Amar reached behind the seat next to Gammaldi and took a couple of T-shirts from a box of supplies.
“Here, put these on, for safety,” he said, passing a T-shirt to each man. The logo of Amar’s charity was printed on the front. Fox and Gammaldi slipped the T-shirts over their parkas, under which they each wore a Kevlar vest. “They know to leave me and my people alone, but you both look American, and that’s not a good thing around here when you’re viewed down the sight of a rifle.”
As the convoy pulled up, a group of kids emerged from the squat mud-brick building that served as a school. They were dressed in woven wool clothes that had seen many children’s frames, and their cheeks were ruddy and their noses ran. All ages shared the class, from post-toddlers to almost-teens. The men stepped from the cars and instantly the children rushed at them, yelling and calling in broken English to the new faces of Fox and Gammaldi:
“Take me to America!”
“Take me to Australia!”
A couple of young boys clung onto Gammaldi’s legs, speaking excitedly in Urdu.
“Looks like I’ll be taking home some extra baggage,” he said, doing a strong-man walk with the kids piling onto him.
As Amar
and his people set to work, Fox reached into his backpack. He had brought a shopping bag full of indoor cricket balls and handed one to each kid. He wished he had thought to pack cases of books and pencils but was sure that Amar’s team would take care of that.
A father approached and shooed away the kids, who ran off laughing and shouting. He accepted the food offered by Amar, and Fox saw in this man pride that had been shelved a long time ago. He invited Fox and Gammaldi to his home and made them tea, which they drank out in the street, watching, talking, Fox doing most of the listening.
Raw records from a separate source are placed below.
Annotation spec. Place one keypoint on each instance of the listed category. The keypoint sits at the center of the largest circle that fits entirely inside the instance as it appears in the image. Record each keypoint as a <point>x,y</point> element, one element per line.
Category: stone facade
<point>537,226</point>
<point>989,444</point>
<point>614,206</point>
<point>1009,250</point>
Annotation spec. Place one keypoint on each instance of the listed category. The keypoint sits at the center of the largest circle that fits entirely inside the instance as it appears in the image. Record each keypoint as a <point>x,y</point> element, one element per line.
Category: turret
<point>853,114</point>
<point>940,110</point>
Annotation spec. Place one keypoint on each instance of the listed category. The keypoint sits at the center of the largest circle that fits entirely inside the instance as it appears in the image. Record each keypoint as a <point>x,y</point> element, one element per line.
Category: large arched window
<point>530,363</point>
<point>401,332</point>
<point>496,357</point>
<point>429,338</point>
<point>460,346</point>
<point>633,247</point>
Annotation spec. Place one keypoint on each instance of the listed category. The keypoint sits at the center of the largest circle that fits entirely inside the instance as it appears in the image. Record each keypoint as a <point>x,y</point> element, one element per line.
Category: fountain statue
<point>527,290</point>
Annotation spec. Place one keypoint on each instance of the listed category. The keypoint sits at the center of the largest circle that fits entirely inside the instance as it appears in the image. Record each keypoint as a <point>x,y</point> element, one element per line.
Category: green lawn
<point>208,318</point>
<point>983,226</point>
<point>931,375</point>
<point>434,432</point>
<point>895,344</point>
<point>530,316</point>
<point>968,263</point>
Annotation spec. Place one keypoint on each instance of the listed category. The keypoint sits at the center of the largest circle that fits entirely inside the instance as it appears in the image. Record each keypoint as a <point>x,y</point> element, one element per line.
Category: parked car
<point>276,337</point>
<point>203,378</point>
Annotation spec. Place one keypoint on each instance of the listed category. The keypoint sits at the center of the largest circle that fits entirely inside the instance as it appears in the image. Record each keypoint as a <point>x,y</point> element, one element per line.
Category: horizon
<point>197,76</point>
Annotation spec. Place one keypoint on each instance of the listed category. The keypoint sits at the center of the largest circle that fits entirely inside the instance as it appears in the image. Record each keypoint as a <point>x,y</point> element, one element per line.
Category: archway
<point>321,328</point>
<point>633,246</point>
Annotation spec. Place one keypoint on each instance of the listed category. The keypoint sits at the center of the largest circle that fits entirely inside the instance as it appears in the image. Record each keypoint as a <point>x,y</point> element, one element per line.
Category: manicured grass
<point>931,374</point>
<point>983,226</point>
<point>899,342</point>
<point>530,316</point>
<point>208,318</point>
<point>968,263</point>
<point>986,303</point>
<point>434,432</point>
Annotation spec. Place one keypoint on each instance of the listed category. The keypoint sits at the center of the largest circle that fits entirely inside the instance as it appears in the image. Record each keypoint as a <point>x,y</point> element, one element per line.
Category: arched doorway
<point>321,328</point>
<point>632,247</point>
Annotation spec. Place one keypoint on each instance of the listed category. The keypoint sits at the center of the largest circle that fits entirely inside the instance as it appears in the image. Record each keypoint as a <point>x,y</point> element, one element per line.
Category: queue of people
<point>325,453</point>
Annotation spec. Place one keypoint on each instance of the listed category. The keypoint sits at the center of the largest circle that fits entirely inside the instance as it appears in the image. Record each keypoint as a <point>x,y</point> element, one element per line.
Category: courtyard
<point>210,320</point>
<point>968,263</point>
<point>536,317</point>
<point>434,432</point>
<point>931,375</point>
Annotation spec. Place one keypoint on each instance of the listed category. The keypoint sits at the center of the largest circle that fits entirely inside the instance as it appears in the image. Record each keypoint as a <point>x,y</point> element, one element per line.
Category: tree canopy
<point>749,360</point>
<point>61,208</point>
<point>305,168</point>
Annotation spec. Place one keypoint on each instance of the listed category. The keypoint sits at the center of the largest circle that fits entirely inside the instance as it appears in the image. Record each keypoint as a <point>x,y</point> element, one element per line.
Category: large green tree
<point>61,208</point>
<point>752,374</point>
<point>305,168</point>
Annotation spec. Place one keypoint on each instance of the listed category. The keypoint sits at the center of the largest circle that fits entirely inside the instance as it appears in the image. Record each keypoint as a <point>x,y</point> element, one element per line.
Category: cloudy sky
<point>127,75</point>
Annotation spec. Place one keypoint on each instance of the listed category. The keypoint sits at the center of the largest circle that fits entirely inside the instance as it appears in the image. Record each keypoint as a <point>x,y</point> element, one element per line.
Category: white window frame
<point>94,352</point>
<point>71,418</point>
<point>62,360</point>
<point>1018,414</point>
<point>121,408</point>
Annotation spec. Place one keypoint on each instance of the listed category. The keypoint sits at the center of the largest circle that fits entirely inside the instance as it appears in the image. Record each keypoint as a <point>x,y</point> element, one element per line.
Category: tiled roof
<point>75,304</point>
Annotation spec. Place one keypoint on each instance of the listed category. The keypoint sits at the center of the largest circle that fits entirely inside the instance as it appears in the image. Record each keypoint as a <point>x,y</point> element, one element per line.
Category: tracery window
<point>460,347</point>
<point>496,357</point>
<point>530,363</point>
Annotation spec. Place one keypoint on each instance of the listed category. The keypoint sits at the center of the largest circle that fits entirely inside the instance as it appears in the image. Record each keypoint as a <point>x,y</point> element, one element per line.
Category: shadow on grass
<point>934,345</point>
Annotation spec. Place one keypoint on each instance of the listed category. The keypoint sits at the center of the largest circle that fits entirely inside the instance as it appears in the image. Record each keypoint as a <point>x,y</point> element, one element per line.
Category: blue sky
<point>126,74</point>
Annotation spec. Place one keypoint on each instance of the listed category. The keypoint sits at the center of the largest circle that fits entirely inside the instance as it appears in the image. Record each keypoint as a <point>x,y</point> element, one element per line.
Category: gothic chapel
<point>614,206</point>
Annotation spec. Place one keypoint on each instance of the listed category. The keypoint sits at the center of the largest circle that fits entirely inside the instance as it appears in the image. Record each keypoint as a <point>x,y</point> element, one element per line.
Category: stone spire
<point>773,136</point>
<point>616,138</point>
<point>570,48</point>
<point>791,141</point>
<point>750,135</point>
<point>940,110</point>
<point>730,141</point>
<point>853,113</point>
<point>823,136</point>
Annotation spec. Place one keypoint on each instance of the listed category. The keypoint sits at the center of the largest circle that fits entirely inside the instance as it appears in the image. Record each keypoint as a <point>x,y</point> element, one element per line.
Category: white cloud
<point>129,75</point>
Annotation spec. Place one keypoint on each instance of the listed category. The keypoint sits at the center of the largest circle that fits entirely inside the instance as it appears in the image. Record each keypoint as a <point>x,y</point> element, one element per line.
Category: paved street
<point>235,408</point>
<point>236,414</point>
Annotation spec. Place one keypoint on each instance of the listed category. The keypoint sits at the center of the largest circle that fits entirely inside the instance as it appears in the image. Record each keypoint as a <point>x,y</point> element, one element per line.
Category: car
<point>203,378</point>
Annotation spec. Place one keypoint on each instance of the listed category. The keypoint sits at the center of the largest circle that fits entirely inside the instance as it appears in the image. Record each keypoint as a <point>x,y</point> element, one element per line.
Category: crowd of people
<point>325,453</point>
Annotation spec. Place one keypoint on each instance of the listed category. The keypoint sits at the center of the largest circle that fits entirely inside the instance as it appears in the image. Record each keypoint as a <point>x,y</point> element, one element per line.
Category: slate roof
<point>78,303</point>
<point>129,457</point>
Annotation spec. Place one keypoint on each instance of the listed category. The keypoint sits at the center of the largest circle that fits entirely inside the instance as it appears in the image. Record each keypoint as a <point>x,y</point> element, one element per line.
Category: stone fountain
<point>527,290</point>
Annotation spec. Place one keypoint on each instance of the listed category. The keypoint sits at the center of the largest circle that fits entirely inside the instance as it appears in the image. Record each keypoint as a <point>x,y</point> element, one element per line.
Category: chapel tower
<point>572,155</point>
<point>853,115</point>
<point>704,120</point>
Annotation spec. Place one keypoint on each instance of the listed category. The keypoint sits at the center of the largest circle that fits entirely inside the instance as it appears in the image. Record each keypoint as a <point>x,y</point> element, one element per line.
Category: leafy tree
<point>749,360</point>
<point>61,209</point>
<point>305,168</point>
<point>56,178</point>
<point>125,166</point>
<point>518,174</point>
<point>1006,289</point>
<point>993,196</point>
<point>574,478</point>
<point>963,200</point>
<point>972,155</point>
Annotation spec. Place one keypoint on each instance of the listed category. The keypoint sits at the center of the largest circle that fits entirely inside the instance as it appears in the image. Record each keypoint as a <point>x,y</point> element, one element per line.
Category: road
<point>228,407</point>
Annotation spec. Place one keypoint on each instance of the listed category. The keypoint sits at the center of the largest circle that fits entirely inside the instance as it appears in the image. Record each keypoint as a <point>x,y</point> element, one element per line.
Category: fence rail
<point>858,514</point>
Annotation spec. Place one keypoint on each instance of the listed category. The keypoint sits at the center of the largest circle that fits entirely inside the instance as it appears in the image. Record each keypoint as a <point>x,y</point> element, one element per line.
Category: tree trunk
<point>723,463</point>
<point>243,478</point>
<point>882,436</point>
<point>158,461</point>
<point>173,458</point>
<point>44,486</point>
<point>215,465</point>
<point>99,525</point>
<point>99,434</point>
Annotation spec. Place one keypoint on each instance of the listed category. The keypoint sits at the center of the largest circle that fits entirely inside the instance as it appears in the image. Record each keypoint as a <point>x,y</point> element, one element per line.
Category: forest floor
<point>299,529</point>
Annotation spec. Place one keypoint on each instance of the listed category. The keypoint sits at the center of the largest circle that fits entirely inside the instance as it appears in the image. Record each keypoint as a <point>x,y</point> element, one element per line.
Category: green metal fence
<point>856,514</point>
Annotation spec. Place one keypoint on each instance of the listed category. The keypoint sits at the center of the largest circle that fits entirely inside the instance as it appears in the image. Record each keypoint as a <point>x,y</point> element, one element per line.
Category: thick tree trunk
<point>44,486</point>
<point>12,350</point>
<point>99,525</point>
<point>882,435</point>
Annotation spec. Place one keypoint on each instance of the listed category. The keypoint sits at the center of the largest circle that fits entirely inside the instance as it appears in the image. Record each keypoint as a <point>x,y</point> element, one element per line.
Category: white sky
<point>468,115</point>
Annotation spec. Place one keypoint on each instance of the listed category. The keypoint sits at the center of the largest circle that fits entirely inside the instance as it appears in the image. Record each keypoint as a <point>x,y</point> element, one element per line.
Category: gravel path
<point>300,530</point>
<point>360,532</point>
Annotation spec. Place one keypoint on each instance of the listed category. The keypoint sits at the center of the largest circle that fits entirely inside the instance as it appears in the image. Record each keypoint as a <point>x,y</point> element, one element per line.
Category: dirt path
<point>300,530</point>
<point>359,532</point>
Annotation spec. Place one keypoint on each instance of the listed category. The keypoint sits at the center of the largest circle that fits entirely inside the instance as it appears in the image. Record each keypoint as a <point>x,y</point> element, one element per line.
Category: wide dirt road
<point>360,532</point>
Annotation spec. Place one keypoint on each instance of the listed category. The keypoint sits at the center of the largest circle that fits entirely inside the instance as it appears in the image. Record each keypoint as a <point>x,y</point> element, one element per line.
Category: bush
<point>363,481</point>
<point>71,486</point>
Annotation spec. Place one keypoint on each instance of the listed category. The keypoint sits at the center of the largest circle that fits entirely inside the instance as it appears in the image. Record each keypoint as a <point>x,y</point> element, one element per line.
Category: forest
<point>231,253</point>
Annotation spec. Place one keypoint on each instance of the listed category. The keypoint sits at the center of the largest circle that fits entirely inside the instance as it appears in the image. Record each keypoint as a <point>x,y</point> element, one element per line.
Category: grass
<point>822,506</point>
“It must be nice to live there, yes? No … None of this…” He looked out past the children and the animals and the crumbling buildings as if imagining a fairytale. “We live in a house that in the winter shelters our animals, too—who wants to live with animals?”
He spoke of his worries, and wondered aloud what it would be like to live like the two Australians: happy all the time, with easy access to food and shelter and power and water.
“It’s … Yeah, we have all that.” Fox watched the kids play cricket: smiling, happy; the greatest day of their lives with those fifty-cent balls, scratching fun out of the cold dust, using a small potted tree just beginning to leaf as their wicket. “And sometimes it’s easier to pretend.”
The man nodded; maybe he got it. Amar was with his people, expediting the handouts to keep to his schedule.